It’s hard to believe that in two days, the decision will be made for who will be our next President. Staying away from the political discourse this time around has almost been impossible, particularly thanks to our social networking and hyperactive news outlets. My mind has been critiquing all sides of the political spectrum during this race and I’ve finally been able to compose my thoughts into a few paragraphs. My opinions and conclusions are not intended to make light of the political issues at stake, nor am I attempting to condemn anyone’s stance, regardless of political affiliation. I am trying to separate myself from the entire political arena to make sense of the scenario. Here are some of my thoughts:
This election has created an even more enormous schism between those who find themselves on the left and the right – even among those of the same party. The polemical nature of 2016’s race is dangerous. Those who have identified themselves as being outspoken in this race are being pushed to an even more isolated position, breeding a larger base of support for reactionary political movements that are reappearing globally and will likely gain more footing in American politics if this tendency continues. From what I’ve seen on social media, everyone feels that they are fighting the good fight against their evil opponent. It of course is natural to have a certain sense of loyalty to one’s own side, but the sheer number of posts I’ve encountered of people – from at-home bloggers to superstars – pleading with voters to vote for the values of their candidate makes me take a step back and worry about the gridlock that is sure to follow, regardless of who ultimately wins the election.

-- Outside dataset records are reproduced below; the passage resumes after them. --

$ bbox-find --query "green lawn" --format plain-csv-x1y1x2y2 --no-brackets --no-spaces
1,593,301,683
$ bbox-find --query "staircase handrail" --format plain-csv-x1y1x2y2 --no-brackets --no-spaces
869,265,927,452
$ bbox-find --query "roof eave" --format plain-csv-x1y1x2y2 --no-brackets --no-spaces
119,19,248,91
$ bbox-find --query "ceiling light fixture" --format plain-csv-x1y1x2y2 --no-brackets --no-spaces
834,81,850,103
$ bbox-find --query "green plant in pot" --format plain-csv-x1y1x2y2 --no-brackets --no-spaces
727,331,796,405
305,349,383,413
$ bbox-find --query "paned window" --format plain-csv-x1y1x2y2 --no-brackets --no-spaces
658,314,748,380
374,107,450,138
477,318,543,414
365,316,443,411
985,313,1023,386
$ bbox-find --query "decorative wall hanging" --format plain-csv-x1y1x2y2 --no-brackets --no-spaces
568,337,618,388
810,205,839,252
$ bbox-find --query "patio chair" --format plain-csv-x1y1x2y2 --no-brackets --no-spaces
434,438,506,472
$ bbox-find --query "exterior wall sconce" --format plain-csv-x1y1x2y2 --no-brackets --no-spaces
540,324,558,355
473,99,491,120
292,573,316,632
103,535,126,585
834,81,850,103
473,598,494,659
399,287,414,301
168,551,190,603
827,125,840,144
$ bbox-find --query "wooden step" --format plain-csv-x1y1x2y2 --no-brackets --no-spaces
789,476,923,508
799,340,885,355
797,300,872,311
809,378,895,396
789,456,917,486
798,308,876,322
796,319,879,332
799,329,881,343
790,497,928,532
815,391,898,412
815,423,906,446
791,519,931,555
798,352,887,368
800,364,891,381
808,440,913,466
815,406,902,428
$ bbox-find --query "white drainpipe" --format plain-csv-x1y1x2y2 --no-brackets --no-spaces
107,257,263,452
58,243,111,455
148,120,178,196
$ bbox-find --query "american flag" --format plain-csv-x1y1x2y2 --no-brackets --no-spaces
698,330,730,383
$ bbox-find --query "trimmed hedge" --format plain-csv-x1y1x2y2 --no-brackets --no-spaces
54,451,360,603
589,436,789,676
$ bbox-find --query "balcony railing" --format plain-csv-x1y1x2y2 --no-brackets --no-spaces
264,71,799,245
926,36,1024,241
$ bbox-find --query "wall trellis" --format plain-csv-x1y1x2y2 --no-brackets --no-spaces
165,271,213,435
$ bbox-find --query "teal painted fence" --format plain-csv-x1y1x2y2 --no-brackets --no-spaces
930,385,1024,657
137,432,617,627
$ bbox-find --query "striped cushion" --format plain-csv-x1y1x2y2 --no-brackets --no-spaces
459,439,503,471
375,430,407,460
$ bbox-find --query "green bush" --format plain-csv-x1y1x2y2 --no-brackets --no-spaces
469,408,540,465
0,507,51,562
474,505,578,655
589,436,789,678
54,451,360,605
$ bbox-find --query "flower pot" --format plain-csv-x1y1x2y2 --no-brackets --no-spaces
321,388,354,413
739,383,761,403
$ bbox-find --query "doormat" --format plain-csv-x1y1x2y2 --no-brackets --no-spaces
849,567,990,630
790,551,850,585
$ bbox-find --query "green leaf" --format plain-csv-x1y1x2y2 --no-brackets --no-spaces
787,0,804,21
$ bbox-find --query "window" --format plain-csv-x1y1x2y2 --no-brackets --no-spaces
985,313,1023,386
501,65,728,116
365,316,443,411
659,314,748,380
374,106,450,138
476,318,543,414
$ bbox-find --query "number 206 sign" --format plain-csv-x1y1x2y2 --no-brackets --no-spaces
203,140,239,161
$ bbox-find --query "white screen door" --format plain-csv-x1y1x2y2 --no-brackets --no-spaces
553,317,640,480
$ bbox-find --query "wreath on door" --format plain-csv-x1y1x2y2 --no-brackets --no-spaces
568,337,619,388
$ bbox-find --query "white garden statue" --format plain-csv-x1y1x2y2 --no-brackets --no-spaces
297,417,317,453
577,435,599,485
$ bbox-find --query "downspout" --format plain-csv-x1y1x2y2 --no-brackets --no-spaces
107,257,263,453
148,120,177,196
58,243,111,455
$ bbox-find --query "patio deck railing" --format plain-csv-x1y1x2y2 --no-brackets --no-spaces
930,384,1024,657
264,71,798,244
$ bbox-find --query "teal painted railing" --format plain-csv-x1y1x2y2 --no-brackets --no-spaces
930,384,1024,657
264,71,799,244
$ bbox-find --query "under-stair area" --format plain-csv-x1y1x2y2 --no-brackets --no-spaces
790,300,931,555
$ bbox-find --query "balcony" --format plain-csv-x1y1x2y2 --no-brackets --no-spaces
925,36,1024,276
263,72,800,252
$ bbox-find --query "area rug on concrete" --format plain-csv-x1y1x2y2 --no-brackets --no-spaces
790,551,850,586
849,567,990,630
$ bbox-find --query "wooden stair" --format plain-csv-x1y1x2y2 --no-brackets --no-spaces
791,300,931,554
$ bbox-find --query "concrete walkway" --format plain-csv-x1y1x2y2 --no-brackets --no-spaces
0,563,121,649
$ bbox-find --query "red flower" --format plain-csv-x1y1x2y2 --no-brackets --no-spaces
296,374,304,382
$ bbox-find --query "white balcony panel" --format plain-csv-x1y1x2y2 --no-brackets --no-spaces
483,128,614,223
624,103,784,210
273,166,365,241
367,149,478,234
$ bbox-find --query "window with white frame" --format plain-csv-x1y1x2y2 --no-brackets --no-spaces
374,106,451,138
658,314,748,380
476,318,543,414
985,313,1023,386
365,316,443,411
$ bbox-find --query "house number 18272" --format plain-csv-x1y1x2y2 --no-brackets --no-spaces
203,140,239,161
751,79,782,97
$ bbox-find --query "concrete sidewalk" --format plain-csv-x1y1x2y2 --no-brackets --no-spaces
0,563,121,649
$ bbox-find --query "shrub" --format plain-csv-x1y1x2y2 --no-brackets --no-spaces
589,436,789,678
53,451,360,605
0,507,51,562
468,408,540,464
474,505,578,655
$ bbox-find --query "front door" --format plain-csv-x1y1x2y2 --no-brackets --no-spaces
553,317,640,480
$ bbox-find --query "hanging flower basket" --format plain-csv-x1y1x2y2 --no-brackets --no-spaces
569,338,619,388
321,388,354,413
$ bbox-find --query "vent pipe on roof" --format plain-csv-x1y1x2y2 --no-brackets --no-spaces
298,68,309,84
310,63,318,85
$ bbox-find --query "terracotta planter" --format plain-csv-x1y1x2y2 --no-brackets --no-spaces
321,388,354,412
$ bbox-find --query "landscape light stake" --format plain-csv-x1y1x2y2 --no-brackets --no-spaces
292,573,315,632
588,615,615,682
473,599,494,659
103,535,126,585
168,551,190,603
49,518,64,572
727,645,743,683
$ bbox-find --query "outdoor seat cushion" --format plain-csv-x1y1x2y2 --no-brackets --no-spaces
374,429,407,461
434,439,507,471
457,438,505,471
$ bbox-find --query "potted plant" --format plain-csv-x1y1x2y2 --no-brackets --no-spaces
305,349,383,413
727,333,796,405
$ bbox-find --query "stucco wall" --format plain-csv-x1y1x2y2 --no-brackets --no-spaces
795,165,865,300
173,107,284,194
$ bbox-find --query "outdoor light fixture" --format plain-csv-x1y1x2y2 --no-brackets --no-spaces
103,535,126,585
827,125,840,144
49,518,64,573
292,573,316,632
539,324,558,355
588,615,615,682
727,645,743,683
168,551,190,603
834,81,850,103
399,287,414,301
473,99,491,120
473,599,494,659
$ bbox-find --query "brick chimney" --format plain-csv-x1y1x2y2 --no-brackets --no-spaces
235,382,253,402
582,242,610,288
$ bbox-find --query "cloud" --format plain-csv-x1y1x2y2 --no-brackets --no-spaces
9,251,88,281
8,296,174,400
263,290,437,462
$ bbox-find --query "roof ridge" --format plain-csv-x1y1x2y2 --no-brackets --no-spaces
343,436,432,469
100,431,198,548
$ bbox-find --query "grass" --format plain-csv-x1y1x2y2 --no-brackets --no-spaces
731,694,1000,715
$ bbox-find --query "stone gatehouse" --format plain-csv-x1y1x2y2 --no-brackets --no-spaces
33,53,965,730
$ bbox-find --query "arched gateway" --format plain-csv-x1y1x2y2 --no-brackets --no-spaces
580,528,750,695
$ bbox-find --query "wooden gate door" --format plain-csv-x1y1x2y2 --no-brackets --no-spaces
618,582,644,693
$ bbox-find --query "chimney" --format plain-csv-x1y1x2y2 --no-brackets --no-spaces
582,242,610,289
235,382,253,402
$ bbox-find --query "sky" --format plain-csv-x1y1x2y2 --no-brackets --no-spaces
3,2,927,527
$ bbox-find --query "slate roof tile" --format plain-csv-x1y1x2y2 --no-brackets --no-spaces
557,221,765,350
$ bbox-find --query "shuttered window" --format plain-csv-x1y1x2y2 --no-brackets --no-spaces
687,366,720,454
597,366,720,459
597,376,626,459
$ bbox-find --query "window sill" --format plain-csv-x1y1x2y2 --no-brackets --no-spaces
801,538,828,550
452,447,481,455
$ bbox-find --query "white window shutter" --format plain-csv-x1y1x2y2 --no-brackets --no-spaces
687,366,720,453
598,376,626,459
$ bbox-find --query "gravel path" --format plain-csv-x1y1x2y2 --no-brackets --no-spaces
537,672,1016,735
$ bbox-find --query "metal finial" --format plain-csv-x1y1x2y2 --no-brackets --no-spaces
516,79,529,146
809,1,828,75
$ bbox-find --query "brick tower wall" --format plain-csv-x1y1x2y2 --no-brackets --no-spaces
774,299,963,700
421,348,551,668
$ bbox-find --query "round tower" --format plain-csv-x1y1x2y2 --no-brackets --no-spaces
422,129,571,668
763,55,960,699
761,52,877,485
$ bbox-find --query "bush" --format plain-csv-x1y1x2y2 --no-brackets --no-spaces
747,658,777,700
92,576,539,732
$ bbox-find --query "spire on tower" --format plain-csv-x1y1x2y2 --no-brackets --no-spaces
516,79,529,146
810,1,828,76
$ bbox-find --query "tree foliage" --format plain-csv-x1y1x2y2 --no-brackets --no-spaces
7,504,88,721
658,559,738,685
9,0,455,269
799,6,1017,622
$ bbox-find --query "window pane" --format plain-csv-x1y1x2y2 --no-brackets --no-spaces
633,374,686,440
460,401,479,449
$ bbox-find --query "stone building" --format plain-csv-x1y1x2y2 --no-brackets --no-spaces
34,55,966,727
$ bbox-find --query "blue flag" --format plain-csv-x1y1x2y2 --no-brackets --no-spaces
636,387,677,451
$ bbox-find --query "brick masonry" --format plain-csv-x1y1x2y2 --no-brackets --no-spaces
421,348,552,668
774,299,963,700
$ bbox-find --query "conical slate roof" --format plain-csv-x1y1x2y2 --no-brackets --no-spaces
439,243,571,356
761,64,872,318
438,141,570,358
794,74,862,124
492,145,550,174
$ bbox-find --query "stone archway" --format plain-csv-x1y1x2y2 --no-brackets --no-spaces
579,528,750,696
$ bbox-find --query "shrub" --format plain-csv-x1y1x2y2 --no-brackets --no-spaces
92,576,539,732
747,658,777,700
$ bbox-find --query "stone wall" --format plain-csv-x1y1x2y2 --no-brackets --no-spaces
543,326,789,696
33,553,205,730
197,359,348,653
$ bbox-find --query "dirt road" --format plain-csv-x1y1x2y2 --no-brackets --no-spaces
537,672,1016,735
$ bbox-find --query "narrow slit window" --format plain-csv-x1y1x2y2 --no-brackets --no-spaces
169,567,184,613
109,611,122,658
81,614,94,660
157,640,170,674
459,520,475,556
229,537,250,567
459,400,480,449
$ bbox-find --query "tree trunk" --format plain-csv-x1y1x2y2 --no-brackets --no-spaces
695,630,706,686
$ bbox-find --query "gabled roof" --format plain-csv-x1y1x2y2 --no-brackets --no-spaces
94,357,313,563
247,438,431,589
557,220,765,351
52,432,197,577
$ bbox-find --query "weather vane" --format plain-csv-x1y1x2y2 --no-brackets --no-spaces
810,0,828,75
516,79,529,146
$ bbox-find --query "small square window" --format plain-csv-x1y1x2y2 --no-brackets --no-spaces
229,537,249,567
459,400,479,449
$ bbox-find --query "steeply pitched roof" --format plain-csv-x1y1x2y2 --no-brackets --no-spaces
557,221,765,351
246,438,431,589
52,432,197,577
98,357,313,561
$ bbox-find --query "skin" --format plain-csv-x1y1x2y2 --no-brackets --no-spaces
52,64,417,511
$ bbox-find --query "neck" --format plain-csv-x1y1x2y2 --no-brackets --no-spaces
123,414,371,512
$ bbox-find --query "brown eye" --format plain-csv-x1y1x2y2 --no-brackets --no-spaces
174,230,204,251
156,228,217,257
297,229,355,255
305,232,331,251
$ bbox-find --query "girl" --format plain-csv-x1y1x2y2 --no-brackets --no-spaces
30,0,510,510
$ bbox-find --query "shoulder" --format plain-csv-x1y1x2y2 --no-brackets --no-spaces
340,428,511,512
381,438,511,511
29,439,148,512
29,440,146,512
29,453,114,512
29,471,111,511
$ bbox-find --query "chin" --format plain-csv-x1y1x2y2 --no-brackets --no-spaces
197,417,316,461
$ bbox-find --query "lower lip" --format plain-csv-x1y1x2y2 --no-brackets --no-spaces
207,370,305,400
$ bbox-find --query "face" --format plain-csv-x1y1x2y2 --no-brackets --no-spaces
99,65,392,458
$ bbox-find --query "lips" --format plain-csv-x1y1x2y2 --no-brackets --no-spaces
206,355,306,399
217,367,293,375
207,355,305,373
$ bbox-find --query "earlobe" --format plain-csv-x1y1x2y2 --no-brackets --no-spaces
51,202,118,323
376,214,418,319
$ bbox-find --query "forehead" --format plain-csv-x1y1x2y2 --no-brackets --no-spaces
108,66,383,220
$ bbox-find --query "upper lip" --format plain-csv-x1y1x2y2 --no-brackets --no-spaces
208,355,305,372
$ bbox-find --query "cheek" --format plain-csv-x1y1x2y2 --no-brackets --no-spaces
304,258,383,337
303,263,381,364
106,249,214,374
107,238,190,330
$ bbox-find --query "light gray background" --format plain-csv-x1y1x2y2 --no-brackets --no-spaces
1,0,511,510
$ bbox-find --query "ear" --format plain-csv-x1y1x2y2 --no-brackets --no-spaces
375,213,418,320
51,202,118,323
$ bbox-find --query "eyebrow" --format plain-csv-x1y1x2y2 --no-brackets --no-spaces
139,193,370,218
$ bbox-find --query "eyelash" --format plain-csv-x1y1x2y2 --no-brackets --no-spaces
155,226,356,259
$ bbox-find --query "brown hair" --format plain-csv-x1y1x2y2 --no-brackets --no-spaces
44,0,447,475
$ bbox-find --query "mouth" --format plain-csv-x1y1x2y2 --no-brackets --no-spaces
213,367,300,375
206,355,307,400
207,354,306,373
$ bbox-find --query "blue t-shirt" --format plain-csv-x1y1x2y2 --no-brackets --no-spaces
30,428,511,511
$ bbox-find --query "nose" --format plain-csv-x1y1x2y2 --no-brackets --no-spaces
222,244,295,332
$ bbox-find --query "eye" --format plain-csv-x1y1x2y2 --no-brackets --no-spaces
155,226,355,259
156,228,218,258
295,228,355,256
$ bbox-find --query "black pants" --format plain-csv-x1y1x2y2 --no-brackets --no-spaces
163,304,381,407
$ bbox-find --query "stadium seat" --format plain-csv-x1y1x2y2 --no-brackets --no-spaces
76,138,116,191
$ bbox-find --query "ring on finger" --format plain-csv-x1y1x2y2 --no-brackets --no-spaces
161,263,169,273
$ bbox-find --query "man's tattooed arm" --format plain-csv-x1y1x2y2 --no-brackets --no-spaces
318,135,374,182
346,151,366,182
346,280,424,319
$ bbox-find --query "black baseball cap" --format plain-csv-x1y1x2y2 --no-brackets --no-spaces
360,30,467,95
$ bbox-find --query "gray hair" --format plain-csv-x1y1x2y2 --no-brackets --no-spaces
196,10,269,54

Stepping away from the topics surrounding our decision this year – we as a whole have gotten to the point of not wanting to hear one side or the other. Most of our minds were firmly made up months ago – and yes, often with good reason. We follow media sources and friends with our own political leanings and completely isolate the opposite side. The Wall Street Journal has an interesting tool called “Blue Feed, Red Feed” that allows you to see the differences between conservative Facebook and liberal Facebook side by side. What we see online hardly ever crosses into the opponent’s camp. I’ve come across a handful of posts throughout the election of those proudly claiming that they had unfriended anyone whose political beliefs were contrary to their own or who were supporting the “wrong” candidate. It may be satisfying in practice, but these acts simply solidify the stance another has taken in their own mind as being right. This helps feed political extremism. The other person will see the unfriending as intolerance and will become even more steadfast about the opinions the unfriender found to be upsetting.
2016 has proven itself to be a year of surprises. But what happens after November 8th? Where do we go from here? Can we actually have either side step back gracefully to let our new President lead? Trump supporters lack confidence in Hillary, and Hillary supporters are outraged by Trump. Bernie supporters are upset with Hillary, are in diametric opposition to Trump, and often feel obliged to vote for Hillary out of party loyalty or may decide to vote for Stein since her values align closely with progressive leftist politics. Republicans who supported other candidates such as Kasich or Cruz may feel ashamed by their candidate and may consider giving their vote to Johnson. Some may vote party lines or cross party lines for the first time.
Who wins? It’s hard to say. This election has re-hashed the deep-rooted divisions between the multiple layers of society in our nation that continue to separate and define us. Moving past November 8th means that we need to realize that despite who we supported in this election, whomever we have identified as our political opponents won’t suddenly be non-existent. I feel that it is more important than ever to understand why those who hold completely different viewpoints think the way that they do. That doesn’t mean we should agree – what it does mean is that we should listen, analyze, and be prepared to give a concretely logical response to what we consider to be counter to the progress of our nation as a whole. Communication and understanding from both sides need to be at the forefront as we inaugurate our new President come 2017 and in the coming years of a country that has found itself fiercely divided in the political arena.
I end with a quote from Martin Luther King, Jr. – “People fail to get along because they fear each other; they fear each other because they don’t know each other; they don’t know each other because they have not communicated with each other.”